Now, if you’re watching your news, my goodness, I think we’re getting close! You know we’re planning a tour to Israel – October? November? After reading some of my news magazines last night, I don’t know if we’ll be going or not. Because this one commentator maintains that either Israel or America is going to attack Iran before election day. Well, if they attack Iran before election day, we will not be going to Israel! And if it does happen, then to me that’s just the opening for the seven years of Tribulation. So we’re getting close one way or another. I don’t set dates. You know that.
But here we have a definitive statement that Israel is going to be blinded for a period of time during which God will go to the Gentile world with Paul’s Gospel. But when it ends, it’ll be when the Church is complete. All right, let’s get back to our verse in Romans again. My goodness, time is gone already.
Romans 11:25c
“…that blindness in part is happened to Israel until (What?) the fullness of the Gentiles be come in.” Now remember what James said back in Acts? That He would call out a people for His name from among the Gentiles. Well, something that starts has to what? End. I mean, that’s just common life. So, once God started calling out the Gentile Body of Christ, it’s going and going until it gets to the full mark, and then what? We’re out of here in the Rapture. It just has to be.

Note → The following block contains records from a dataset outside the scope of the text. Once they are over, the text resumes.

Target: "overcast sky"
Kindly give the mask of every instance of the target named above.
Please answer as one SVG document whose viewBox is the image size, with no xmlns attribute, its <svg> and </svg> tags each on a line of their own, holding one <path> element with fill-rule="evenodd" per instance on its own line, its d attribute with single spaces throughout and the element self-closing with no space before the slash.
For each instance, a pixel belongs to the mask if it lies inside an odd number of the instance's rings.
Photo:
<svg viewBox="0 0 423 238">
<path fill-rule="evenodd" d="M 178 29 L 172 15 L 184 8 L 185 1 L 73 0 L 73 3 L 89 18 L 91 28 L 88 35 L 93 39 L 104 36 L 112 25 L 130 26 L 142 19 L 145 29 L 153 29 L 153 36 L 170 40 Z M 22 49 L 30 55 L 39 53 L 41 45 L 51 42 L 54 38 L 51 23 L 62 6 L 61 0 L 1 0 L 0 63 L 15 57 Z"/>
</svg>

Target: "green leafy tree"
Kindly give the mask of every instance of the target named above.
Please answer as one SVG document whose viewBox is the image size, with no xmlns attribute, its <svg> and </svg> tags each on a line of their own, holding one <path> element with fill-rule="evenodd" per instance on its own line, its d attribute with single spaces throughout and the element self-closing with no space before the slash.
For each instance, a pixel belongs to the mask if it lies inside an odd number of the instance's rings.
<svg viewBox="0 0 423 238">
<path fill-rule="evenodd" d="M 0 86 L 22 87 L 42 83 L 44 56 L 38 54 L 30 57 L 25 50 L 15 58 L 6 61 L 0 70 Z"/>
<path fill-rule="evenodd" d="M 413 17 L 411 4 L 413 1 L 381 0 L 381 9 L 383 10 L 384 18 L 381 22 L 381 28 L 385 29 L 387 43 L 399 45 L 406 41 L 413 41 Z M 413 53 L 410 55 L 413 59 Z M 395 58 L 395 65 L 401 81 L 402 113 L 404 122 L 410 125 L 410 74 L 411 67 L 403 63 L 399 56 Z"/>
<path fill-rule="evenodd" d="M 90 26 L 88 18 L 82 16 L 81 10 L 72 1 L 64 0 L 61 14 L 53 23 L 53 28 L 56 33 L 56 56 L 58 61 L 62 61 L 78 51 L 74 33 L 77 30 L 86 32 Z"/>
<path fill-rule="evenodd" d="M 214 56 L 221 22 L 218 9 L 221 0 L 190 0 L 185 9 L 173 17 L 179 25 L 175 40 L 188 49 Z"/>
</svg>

And once we’re out of here, what does God do? He picks up where He left off with Israel, and in comes the seven years of the Tribulation. Everything is now moving forward to the coming of the King and the Kingdom, which we will pick up again in our next half hour. All these things are just literally laid out so simply. First, James and Peter and John recognized that Paul and Barnabas indeed had a ministry to the Gentiles that did not affect Peter, James, and John and the Twelve whatsoever. They are over there with Israel. These guys are out with the Gentiles.
Then we have the picture of the Nation being blinded, because of their rejecting all these things. And when the Nation was blinded, that opened the door for the Gentiles. Then Paul comes back with this graphic statement that Israel’s blindness is going to end when the fullness of the Gentiles is brought in.
And my goodness, how many times have I used the illustration of a young lady who is waiting for delivery? What’s the time frame? Who knows? Nine months or thereabouts—when that little baby is complete and everything is in place, what happens? Delivery. And that’s what we’re looking for. We’re going to be delivered out of this mess. We trust sooner rather than later.